15. Insert photos of fish in question and full tank shot if necessary. 


I just noticed one of my rainbows looked odd so i got up really close and basically all my fish have ICH, didnt get a close look at the cories tho.

Need a treatment method, since i have cories inverts and plants.
​


----------



## Strand (Jul 20, 2011)

If you lose any you can have a few of mine. I have some cories, rasboras, and cherry barbs.


----------



## patadams66 (Apr 16, 2011)

Im trying to get the cherry barbs out of this tank lol they are pretty fish but not really what i want for this. never dealt with ich before but i think its pretty easily treated and hopefully i wont lose any of the fish


----------



## Strand (Jul 20, 2011)

Haha I was hoping you didn't need the cherry barbs. I like them.

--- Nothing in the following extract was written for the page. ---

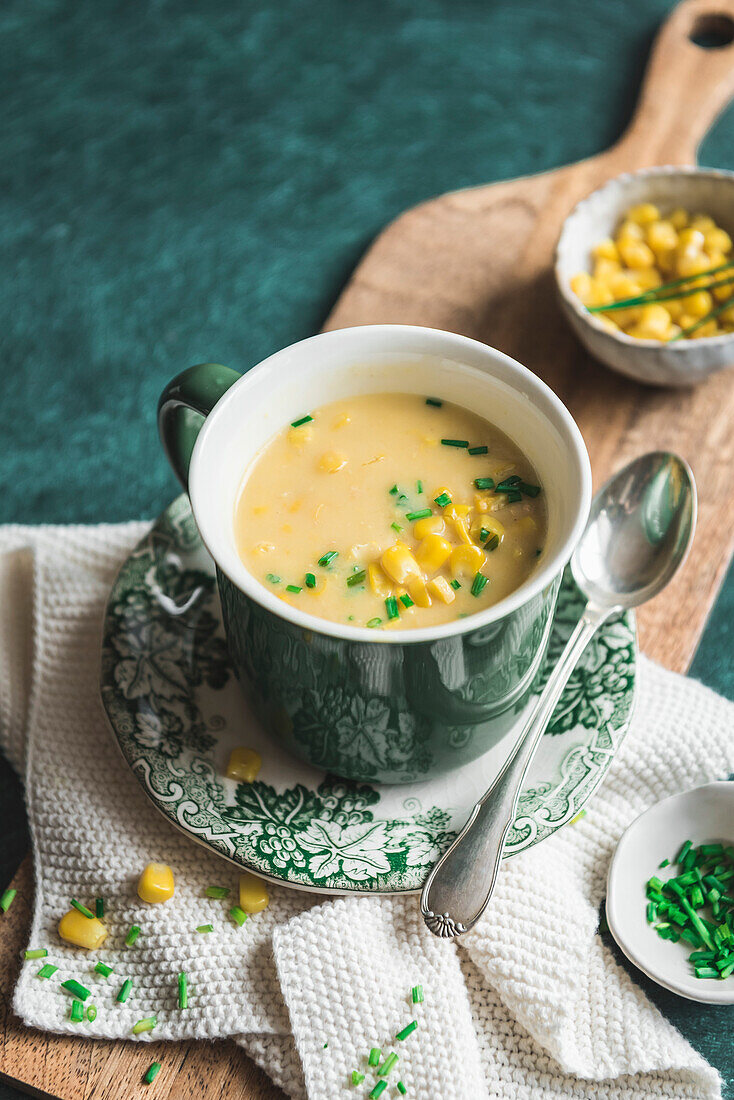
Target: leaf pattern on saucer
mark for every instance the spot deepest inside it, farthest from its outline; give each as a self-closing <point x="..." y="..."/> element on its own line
<point x="165" y="671"/>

I want more dojo loaches so I wanted to move the cories. Just don't have room for them.


----------



## patadams66 (Apr 16, 2011)

if i didnt have this ich problem i would trade you for sure haha


----------



## Strand (Jul 20, 2011)

Oh I have enough cherries. 


If you want a couple Cories LMK. In a 55 you can have a ton of them.


----------



## Byron (Mar 7, 2009)

Came to this thread via your PM to me, so here's my recommendation. Pick up a bottle of Coppersafe (made by Mardel). Then do a 50% water change (unless one was done yesterday or today already). Raise the temp to 85F, you can do this a bit with the water change (introduce warmer replacement water that is about half way between current temp and 85F) and turn up the heater. Add the recommended dose of Coppersafe. Leave the tank for one week, on day 7 turn the heater back down to normal and leave the tank to cool naturally. On day 10 do a 50% water change as normal and continue from there.

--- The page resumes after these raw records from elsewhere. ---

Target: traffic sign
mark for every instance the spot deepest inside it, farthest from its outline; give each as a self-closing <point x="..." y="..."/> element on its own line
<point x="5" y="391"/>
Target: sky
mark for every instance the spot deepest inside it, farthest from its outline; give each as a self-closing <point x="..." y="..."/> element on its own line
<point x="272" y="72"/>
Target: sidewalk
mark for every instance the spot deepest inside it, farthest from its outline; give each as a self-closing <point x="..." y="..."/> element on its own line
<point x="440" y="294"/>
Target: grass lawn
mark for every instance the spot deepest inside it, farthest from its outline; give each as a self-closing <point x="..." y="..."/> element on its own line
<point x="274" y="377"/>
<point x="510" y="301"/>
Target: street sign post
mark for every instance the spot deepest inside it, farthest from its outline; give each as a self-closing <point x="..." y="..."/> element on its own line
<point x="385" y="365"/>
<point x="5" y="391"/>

This has worked for me when ich was really bad, and with very sensitive fish including 35+ corys. Usually if I just see a bit of flashing and maybe a spot or two on one fish, I leave things alone and the fish manage to fight it off naturally. But when stress has weakened the fish (as acquiring new fish will) and it shows as you describe on several fish, treatment is necessary.

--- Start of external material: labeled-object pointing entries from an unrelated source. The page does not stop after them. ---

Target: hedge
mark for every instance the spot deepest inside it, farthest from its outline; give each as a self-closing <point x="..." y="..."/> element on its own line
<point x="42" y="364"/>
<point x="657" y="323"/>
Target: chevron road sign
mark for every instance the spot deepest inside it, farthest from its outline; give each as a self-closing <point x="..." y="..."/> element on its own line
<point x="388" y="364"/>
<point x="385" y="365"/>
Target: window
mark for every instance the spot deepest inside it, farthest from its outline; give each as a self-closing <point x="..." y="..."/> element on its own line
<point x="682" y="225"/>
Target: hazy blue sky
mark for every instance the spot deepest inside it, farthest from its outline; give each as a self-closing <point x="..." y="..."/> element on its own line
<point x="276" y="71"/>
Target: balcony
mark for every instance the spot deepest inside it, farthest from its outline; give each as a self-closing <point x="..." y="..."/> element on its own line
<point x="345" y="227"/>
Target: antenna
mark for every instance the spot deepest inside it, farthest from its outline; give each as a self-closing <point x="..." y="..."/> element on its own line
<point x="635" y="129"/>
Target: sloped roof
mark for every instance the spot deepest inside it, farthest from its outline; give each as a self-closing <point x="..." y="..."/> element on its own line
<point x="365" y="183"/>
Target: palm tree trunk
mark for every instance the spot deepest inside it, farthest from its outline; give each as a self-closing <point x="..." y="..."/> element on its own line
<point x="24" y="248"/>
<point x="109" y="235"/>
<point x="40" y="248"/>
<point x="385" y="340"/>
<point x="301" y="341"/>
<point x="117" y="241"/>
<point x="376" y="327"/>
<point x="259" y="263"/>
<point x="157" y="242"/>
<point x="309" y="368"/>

If live plants are in the tank, do not use any fertilizers after the initial water change and throughout the treatment period. I have found that plants are much less affected by the Coppersafe if other fertilizers have not been added. I would resume liquid fertilization after the_ second_ water change following treatment, i.e., not after the two changes mentioned in the above.

Byron.


----------



## patadams66 (Apr 16, 2011)

Is the coppersafe ok with the snails? I seem to remember it will kill them?
_Posted via Mobile Device_


----------



## Byron (Mar 7, 2009)

patadams66 said:


> Is the coppersafe ok with the snails? I seem to remember it will kill them?
> _Posted via Mobile Device_


It might. I have had pond snails and Malaysian Livebearing snails live through it, though the latter seemed fewer. Take some out and keep them in another tank, or even in a jar of water with a plant and some gravel, just in case, so you will have some to restock.


----------



## patadams66 (Apr 16, 2011)

ok i did all that was asked of me. hopefully this works


----------



## patadams66 (Apr 16, 2011)

Hey Byron, can I feed during this time? 

Planning on half rations once a day? Or keep feeding normally?
_Posted via Mobile Device_


----------



## Byron (Mar 7, 2009)

patadams66 said:


> Hey Byron, can I feed during this time?
> 
> Planning on half rations once a day? Or keep feeding normally?
> _Posted via Mobile Device_


Yes, I feed normally, which for me is dry foods (flake, pellet, sinking, whatever) once a day.


----------



## patadams66 (Apr 16, 2011)

i might be jinxing myself but all plants and fish are still alive. plants are looking ok and corys are looking active and alert hopefully we can nip this.


----------



## patadams66 (Apr 16, 2011)

ok so day 7 update. plants are looking OK but not great, still see tons of snails, but one of the tetras STILL has white dots, i didnt notice any other fish with them but one tetra still has still got white spots.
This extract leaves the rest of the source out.